By now, risk managers are well-versed in the concept of a data breach in which information is accessed or stolen by hackers. But the cyber risk of the future is far more threatening, extending to property damage and even loss of life.
As industries increasingly blend automation with operational technology (OT), the idea that a cyberattack could cause severe consequential losses is becoming ever more realistic.
The use of OT – hardware and software involved in the direct monitoring or control of physical devices, processes and events – is becoming more intertwined with cybersecurity as businesses’ reliance on technology grows. Those in the energy sector, such as oil and gas firms, as well as manufacturing, are likely to have the biggest risks to contend with.
“There are certainly a lot of near misses out there. There are some well documented cases of some pipelines being interfered with, some examples of oil rigs losing their dynamic positioning because of interference with their systems,” said Dominick Hoare, chief underwriting officer at Munich Re Syndicate.
For organizations in those sectors, cybersecurity now often sits at the top of the risk agenda.
“It is very much growing. Risk managers are increasingly aware, and it’s about trying to get everyone to understand the idea that however good your cybersecurity is, it can never be 100% perfect. It’s that security gap that the insurance product can help fill,” Hoare told Corporate Risk and Insurance.
In the oil and gas sector, there has been something of a lag when it comes to cybersecurity investment up until now.

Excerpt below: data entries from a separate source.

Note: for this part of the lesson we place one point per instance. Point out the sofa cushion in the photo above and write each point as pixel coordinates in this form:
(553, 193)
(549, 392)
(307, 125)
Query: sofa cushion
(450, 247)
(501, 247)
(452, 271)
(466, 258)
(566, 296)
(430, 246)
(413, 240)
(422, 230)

“It wasn’t that long ago that we had a crude oil price below $50. That meant cash flow was very tight. Perhaps the investment wasn’t made to the extent that it should have been back then, so there’s a bit of catch up now. That’s something we can very much help those clients with in terms of analyzing and isolating concerns in their cybersecurity,” Hoare said.
But though the awareness is growing among the risk management community, it is likely to be hindered somewhat by the lack of claims history when it comes to physical losses as a result of cyber.
“As of yet, we fortunately haven’t had a loss of life, loss of property or big pollution event [caused by a cyber trigger],” commented the CUO. “But we get a sense that as the industry becomes more automated, it will happen, and I think risk managers are also clearer in their own heads that this may happen too.”
Many in the C-suite are already focused on the significance of the risks that come with cyber exposures.
“I think they get it. They have a lot of pressure from their board members and shareholders to address cyber. It’s growing all the time,” Hoare said. “Everyone now wants to have that conversation, whether they buy the insurance or not. They want to talk about it, hear about it and find out what’s available.